Two key mechanisms of disambiguation come to mind:
- Using hic (latter) and ille (former) is one way. Simple example: "A and B meet. The former eats, the latter drinks." — A et B conveniunt. Ille est, hic bibit.
- The pronoun se/suus usually refers to the subject of the sentence. Simple example: "B wrote a book. A compares his own book with B's." — B librum scripsit.
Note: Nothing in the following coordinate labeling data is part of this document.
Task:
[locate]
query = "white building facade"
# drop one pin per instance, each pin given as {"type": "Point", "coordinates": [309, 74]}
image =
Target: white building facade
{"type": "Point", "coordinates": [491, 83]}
A librum suum cum libro eius comparat.
Unfortunately there are cases where se/suus refers to something other than a subject.
The risk of misinterpretation is larger than usual in your story, but I guess that is inevitable if you want to use pronouns only.
On the other hand, "comparing X with Y" does not change much if X and Y are interchanged.
Despite the caveat, I think the distinction is best made with the pair suus/eius.
Here's how I'd translate your story:
Aeneas librum scripsit.
Deinde Brutus librum scripsit.
Deinde Aeneas contemplationem libri Bruti scripsit,
in qua librum suum cum libro eius comparavit.
There are better translations for "review" than contemplatio, but I decided to let the original translation stay here as its beside the point.
For a more on book reviews, see this follow-up question.
Incidentally, the specification "same gender" in the question is irrelevant for Latin here.
The the form of the pronoun suus depends on the thing possessed, not the possessor, and the genitive eius is the same for all three genders.
English makes a distinction between "his" and "her(s)", but Latin doesn't.
Regarding other languages:
Many languages have something similar to the Latin suus.
Italian has "suo", Swedish has "sin", Finnish has "-nsA", but there are syntactical differences between the languages.
However, to make the distinction clear in any language, I would simply repeat B's name on the last line.